We fear poverty pay will be accompanied by seafarers being chained to 12-hour day, seven-day week contracts that operate continuously for six months, with no pension.
Employment legislation
The union has called for a boycott of P&O services and is urging the Government to look at legal options to reinstate the sacked workers.
Lynch added:
We need new employment legislation to protect UK seafarers. The reason P&O have not been able to sack seafarers on Dutch and French contracts is because they have far stronger national employment laws.
A demonstration will be held outside Parliament on Monday and at the P&O ferry terminal in Cairnryan, southern Scotland, on Wednesday.
“Unconscionable”
A spokesperson for P&O Ferries said:
We know that for our staff this redundancy came without warning or prior consultation, and we fully understand that this has caused distress for them and their families.
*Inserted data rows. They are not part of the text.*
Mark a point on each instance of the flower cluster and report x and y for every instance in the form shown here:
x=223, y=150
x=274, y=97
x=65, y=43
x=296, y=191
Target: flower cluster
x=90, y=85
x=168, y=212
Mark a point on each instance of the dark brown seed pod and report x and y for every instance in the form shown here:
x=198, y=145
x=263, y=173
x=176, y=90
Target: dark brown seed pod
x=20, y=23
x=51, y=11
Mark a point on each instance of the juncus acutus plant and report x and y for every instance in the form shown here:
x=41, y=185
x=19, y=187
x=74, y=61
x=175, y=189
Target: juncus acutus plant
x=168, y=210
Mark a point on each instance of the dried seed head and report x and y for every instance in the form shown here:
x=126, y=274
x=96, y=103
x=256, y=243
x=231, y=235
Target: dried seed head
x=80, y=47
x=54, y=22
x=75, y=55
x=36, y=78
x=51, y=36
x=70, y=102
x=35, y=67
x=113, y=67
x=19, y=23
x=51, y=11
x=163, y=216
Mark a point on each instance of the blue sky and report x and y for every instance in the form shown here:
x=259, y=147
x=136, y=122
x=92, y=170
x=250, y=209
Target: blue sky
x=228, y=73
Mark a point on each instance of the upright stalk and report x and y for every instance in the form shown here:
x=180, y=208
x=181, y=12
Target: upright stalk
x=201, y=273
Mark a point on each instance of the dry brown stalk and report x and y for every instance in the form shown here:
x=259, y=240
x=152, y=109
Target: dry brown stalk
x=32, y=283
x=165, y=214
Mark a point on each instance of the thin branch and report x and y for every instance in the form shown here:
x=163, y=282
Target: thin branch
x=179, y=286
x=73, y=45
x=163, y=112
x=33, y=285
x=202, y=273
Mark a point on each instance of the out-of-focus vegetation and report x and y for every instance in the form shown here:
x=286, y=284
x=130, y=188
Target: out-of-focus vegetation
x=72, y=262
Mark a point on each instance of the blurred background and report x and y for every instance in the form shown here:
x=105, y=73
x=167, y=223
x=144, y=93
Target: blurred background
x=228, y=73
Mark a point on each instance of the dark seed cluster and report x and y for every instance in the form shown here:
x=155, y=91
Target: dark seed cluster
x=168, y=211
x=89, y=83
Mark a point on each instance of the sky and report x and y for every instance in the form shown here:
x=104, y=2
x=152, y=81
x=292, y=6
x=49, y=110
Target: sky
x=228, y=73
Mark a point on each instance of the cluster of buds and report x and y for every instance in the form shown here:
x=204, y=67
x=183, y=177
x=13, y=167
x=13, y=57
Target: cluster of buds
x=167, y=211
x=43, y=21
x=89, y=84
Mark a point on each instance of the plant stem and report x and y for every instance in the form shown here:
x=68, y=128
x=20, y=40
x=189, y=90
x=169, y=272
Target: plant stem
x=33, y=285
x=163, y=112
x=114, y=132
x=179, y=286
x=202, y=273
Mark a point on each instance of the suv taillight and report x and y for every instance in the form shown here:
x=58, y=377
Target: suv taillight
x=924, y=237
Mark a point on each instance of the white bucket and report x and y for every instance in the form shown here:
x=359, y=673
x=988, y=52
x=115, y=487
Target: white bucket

We took this difficult decision as a last resort and only after full consideration of all other options, but, ultimately, we concluded that the business wouldn’t survive without fundamentally changed crewing arrangements, which in turn would inevitably result in redundancies.
TUC general secretary Frances O’Grady said:
There was no attempt to challenge P&O on these unconscionable tactics or even question whether these actions were legal.
O’Grady continued:
Ministers, from the Prime Minister down, have serious questions to answer.
This a national scandal. It has to be a catalyst for change on workers’ rights.
It’s time for the Government to urgently bring forward an employment Bill to stop workers from being treated like disposable labour and make sure what happened at P&O never happens again.
P&O has acted appallingly. The company must immediate reinstate all sacked staff with no loss of pay.